La Samp non si smentisce, ormai ci ha abituato a queste retromarcie. Persino Marotta scende dal suo piedistallo d’ottimismo e chiama a rapporto Mazzarri. Sembra quasi che questa squadra abbia qualche tara schizofrenica perché non si è mai vista una serie così continua di risultati alternanti.
Le spiegazioni possono essere tante, prima fra tutte la pochezza di alcuni giocatori chiamati a sostituire le assenze blasonate, da non dimenticare poi l’assoluta mancanza di concentrazione (la Samp domenica sembrava a tratti la squadra di amici del giovedì sera).  
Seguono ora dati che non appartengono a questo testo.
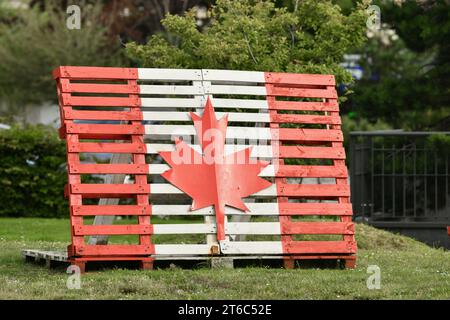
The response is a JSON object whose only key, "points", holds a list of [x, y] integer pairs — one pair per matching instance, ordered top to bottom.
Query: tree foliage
{"points": [[256, 35], [38, 41], [406, 80], [32, 172]]}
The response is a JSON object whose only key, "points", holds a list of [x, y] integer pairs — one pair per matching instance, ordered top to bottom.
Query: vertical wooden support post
{"points": [[349, 238], [288, 263]]}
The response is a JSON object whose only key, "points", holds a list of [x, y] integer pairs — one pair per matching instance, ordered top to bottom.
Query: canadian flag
{"points": [[230, 143]]}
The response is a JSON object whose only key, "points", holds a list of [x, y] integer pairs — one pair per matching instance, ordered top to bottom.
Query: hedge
{"points": [[32, 172]]}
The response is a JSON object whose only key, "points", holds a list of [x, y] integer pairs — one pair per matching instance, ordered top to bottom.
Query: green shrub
{"points": [[32, 172]]}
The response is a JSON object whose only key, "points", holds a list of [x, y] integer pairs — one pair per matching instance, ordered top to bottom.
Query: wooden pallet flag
{"points": [[291, 187]]}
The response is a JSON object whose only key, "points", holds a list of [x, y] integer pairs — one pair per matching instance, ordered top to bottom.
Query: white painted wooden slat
{"points": [[169, 74], [231, 75], [170, 89], [227, 89], [170, 103], [194, 103], [240, 103], [185, 116], [188, 130], [261, 151], [268, 171], [165, 188], [259, 209], [189, 228], [269, 228], [251, 247], [181, 249]]}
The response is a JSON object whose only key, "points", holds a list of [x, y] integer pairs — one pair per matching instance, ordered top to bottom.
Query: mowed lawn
{"points": [[409, 270]]}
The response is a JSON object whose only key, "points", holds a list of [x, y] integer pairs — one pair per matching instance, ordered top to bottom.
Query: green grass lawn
{"points": [[409, 270]]}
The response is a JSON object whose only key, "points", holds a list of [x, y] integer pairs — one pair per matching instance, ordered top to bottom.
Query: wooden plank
{"points": [[75, 72], [165, 74], [232, 75], [298, 78], [66, 86], [170, 90], [236, 90], [301, 92], [68, 100], [169, 103], [239, 103], [304, 106], [133, 114], [184, 116], [305, 118], [110, 129], [188, 130], [289, 134], [105, 147], [263, 151], [302, 152], [122, 168], [293, 171], [310, 171], [168, 189], [109, 190], [313, 190], [315, 208], [255, 209], [110, 210], [191, 228], [256, 228], [277, 228], [318, 228], [84, 230], [251, 247], [293, 247], [317, 247], [182, 249], [114, 250]]}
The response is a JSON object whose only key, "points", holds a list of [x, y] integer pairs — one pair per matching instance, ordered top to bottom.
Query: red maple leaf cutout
{"points": [[213, 178]]}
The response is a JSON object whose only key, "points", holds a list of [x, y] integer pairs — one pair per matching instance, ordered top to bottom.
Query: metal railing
{"points": [[399, 176]]}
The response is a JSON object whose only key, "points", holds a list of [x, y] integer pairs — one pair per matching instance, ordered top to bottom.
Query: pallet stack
{"points": [[291, 120]]}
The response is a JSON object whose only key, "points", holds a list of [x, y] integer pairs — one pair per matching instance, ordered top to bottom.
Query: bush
{"points": [[32, 172]]}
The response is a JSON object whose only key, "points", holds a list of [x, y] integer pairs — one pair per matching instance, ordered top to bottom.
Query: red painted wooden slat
{"points": [[75, 72], [296, 78], [98, 88], [301, 92], [69, 100], [303, 106], [133, 114], [305, 118], [108, 129], [289, 134], [106, 147], [302, 152], [109, 168], [311, 171], [109, 189], [313, 190], [315, 208], [111, 210], [318, 228], [88, 230], [315, 247], [113, 250]]}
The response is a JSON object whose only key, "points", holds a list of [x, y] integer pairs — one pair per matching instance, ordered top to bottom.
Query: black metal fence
{"points": [[400, 176]]}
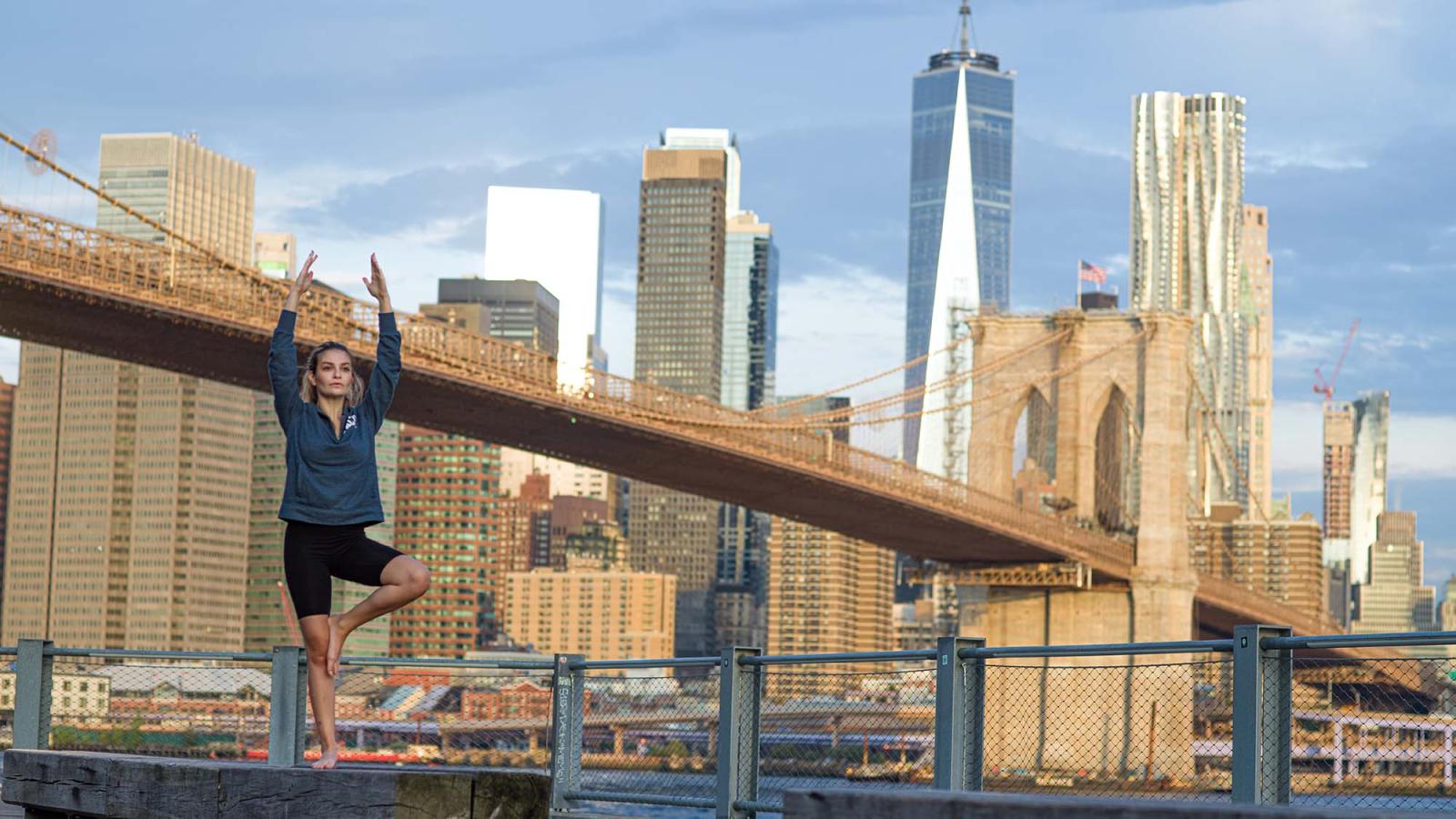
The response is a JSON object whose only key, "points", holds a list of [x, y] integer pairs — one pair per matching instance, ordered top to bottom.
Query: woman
{"points": [[332, 491]]}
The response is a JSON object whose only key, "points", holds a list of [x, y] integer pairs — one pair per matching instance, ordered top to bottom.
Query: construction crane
{"points": [[1329, 387]]}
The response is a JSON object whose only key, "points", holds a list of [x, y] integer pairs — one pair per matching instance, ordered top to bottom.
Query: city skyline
{"points": [[1332, 258]]}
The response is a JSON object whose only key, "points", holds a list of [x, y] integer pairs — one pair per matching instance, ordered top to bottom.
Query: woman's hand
{"points": [[300, 283], [376, 285]]}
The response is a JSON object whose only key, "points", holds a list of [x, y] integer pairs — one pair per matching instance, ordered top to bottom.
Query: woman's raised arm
{"points": [[283, 356], [382, 382]]}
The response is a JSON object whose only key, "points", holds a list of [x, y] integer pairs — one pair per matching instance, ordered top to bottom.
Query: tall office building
{"points": [[689, 184], [197, 193], [960, 230], [553, 238], [276, 254], [1184, 254], [1259, 285], [468, 303], [521, 310], [750, 314], [749, 359], [6, 419], [1356, 440], [565, 479], [130, 503], [448, 519], [128, 521], [1279, 557], [827, 592], [1395, 596], [609, 614], [268, 618]]}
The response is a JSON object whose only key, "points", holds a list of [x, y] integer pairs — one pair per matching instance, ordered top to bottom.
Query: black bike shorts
{"points": [[313, 554]]}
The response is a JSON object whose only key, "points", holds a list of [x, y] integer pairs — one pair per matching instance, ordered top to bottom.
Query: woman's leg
{"points": [[402, 581], [320, 687]]}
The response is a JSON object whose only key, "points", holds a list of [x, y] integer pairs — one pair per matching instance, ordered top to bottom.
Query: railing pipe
{"points": [[1361, 640], [1103, 649], [149, 654], [841, 658], [448, 663], [662, 663], [644, 799]]}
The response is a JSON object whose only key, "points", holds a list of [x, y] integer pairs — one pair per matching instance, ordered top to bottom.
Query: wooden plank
{"points": [[146, 787]]}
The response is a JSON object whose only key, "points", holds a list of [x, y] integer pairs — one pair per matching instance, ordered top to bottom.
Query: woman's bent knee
{"points": [[420, 581]]}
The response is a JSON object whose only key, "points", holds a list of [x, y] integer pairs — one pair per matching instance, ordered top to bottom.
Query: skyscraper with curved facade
{"points": [[960, 229]]}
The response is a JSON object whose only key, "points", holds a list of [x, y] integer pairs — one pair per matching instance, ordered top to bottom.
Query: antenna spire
{"points": [[966, 21]]}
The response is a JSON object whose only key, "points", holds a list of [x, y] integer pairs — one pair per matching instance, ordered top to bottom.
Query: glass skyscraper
{"points": [[960, 227]]}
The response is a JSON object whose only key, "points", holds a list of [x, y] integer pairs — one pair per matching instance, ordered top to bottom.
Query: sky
{"points": [[379, 126]]}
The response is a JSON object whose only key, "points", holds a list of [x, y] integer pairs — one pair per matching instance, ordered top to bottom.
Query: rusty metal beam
{"points": [[1067, 574]]}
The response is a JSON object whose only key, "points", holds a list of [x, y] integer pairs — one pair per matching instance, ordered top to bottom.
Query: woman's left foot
{"points": [[335, 647], [328, 758]]}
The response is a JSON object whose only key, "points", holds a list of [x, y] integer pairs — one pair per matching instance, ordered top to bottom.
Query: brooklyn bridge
{"points": [[179, 307]]}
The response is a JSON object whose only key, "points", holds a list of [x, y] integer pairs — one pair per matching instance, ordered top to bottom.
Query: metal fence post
{"points": [[1263, 681], [33, 694], [739, 700], [288, 707], [960, 713], [567, 717]]}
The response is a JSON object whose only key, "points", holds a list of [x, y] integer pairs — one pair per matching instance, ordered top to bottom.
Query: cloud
{"points": [[1310, 157], [839, 322], [1322, 347]]}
Il Livorno non ha fatto niente di esaltante, trovandosi dopo circa dieci minuti con due gol regalati ed un’avversaria suonata dagli schiaffi ricevuti. Peccato perché basterebbe la  convinzione espressa fin qui dal solo Bellucci per ottenere risultati dignitosi, quantomeno coerenti.
I tifosi blucerchiati giustamente si sentono presi per il culo e c’è anche chi si augura la dipartita di Mazzarri. Quel che è certo è che in questo primo scorcio di campionato la Samp non ha dato buona mostra di sé, come un adolescente sfigato ha sciorinato le sue magagne in maniera a tratti drammatica.
L’impressione é che questi giocatori non abbiamo un così grande attaccamento alla maglia e che lo spogliatoio sia terra di nessuno.
La tirata d’orecchie di Bogliasco è durata meno di un mese.
(Ruben)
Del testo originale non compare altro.